WHAT’S IT LIKE to be married to a personal finance expert? Trust me, it isn’t easy—especially if you’re a fiercely independent but less-than-perfect manager of your own money.
Before I met Jonathan, I was a divorcee who hadn’t shared her financial life with anybody for a few years, but who had been bumbling along just fine on her own. When we started dating, we hardly ever spoke about money. The most he knew about my spending habits was that I was very good at justifying purchases, proudly telling him about my latest bargain. I’m a T.J. Maxx-and-thrift-shop kind of person, so that must have reassured him.

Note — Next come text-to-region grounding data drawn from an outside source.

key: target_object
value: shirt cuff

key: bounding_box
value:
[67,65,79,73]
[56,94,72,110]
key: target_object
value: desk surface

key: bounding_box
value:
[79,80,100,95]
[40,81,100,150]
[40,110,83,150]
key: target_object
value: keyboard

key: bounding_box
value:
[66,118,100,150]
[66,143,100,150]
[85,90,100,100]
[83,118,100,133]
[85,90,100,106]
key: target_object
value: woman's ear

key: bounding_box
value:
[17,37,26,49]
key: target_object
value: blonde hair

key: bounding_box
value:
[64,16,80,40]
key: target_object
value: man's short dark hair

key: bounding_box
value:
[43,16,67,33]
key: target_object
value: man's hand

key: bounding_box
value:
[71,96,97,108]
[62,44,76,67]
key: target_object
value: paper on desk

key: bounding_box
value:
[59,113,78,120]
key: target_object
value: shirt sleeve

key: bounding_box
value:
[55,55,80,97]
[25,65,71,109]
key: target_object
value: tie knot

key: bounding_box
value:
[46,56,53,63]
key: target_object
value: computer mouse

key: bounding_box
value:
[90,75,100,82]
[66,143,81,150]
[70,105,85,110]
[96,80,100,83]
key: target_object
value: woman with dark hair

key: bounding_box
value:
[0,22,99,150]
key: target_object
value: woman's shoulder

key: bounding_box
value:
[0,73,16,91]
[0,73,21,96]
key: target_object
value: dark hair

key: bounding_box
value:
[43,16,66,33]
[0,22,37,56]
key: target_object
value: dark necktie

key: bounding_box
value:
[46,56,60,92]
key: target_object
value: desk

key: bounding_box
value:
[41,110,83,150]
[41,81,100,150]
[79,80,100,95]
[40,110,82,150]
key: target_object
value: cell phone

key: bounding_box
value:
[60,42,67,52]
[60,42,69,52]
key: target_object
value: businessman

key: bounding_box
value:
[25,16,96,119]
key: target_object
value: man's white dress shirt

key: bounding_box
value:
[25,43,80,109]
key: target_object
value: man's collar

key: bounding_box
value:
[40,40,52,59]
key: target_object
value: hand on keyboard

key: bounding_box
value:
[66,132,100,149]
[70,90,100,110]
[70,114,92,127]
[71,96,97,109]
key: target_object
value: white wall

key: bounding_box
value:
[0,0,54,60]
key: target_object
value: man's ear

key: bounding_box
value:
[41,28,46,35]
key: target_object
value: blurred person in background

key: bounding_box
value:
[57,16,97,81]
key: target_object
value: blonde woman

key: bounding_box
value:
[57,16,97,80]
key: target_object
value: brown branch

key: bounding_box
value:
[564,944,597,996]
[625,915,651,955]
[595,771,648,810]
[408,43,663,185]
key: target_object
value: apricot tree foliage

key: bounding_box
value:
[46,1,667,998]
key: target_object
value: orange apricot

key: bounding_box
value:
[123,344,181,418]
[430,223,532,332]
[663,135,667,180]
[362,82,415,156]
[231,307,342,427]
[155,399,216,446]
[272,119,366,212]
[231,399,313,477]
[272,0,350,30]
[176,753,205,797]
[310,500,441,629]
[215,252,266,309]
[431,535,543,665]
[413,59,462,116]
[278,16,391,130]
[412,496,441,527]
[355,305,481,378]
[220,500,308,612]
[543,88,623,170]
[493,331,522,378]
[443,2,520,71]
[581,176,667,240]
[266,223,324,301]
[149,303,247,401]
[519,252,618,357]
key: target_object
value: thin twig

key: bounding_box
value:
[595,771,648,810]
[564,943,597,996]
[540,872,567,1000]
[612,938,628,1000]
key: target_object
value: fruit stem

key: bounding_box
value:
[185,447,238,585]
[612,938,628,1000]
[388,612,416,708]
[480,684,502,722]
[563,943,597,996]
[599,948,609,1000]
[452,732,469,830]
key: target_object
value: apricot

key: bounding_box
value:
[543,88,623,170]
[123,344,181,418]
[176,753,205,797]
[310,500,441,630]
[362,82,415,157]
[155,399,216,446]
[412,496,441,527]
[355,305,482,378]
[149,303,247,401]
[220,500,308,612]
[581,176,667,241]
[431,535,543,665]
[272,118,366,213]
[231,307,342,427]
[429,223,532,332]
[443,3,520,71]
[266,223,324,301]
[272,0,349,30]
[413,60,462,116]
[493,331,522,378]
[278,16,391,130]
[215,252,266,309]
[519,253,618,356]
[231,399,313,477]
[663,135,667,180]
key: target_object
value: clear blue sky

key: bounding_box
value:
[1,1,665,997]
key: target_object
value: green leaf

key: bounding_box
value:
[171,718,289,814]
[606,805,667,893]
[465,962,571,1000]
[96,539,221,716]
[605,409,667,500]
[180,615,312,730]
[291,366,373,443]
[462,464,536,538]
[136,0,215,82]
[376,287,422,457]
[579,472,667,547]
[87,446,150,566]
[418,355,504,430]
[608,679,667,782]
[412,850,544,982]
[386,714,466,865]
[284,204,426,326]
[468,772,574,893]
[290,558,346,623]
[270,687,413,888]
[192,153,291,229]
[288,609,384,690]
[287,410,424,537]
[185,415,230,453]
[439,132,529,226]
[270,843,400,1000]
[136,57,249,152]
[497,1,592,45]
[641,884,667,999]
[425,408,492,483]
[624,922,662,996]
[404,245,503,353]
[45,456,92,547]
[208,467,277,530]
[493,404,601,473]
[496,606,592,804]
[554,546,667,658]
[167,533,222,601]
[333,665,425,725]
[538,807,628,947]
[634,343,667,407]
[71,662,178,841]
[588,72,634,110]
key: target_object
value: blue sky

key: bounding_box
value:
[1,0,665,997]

Nonetheless, he probably noticed that I visited those outlets perhaps a bit too often. This did not deter him from marrying me. He knew the basics: I wasn’t in debt, my credit score was excellent, and I had been smart and lucky in real estate.
What was in store for us, a couple who were slightly mismatched in the personal finance department? At the beginning of our relationship, I avoided asking for financial advice. That just seemed off limits. I heard him extoll the virtues of various behaviors from time to time, which I’d quietly absorb. I decided to follow his advice about opening a Roth IRA, but didn’t consult him or tell him about it. I just didn’t want our relationship to involve money.
About a year later, I confessed to opening a Roth IRA with Scottrade (now part of TD Ameritrade). He asked me how it was performing. I let him look at the account statement—a huge step for me—and he noted with bemusement that the $1,000 I’d contributed was still sitting in a money market fund and had never been invested. I was embarrassed and followed his advice to roll the Roth over to Fidelity Investments, where my other retirement accounts were. It has since grown and I’m sheepishly grateful.
Once we were married, I opened up a little more, and let him change my investment choices and occasionally rebalance my portfolio. I had total faith in him, of course, but felt a little loss of control. Perhaps sensing my desire to keep our finances separate and private, he didn’t query me very often on how I was doing. All the while, I knew deep down that there was so much I could learn from him, but I wasn’t quite ready.
We’ve now been married for more than four years and have had a few more in-depth conversations about finances, including where we want to live upon retirement, whether we’re on track as a couple, our individual career decisions and how they’ll affect our financial lives, and various ways to cut household spending.
I still rarely ask him for advice, but I think some of his lessons are beginning to sink in. I’m trying to turn myself into a saver, rather than a spender. It isn’t easy, but it is exciting to feel it’s within reach. One of Jonathan’s favorite pieces of advice has begun to stick: “If you have an overwhelming urge to buy something you don’t need, walk out of the store for 10 minutes and see if the moment passes.”
I’m not yet Ms. Thrifty. But I also no longer feel I need to keep my finances to myself—and I realize that, over time, I may adopt some better habits. I think that was my hope all along.